Democrats call for more

"free" stuff, LGA, light rail, healthcare, no work requirement for Medicaid, Fereral control of Medicaid, no limits on welfare (like being a US citizen) and 100 different "free" benefits for living here in the USA. One small problem, someone has to pay for it! After, we as a country have spent over 20 TRILLION on the "war on poverty" since LBJ declared we would help the poor in mid 1960's and it hasn't helped or reduced the amount of poor folks, you think we would look for plan B. Plan A is more money and less requirements (then claim GOP hates the poor and want folks to die) after 50 years of this reteric working folks are not even hearing this message.

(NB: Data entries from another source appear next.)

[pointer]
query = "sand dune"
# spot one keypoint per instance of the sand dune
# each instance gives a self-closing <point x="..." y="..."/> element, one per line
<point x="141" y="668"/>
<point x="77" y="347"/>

How about we actually try to help the poor, rural and urban, by improving public education with some choice for those living in the inner city (not elites claiming to help them), more ways and incentive to get off welfare (not more to stay on) like job training, a tax code to encourage more manufacturing here in the USA. We could help those living in poor rural communities and poor urban areas if we tried plan B, but plan A wins over voters. Maybe use LGA to train workers not fund the running of cities!!

Good, for sure.

“That lack of $900,000 that we got from Local Government Aid just goes back onto the taxpayers,” Kuntz said."

What can be wrong with that?

It properly sensitizes the local voters to local tax and spend issues!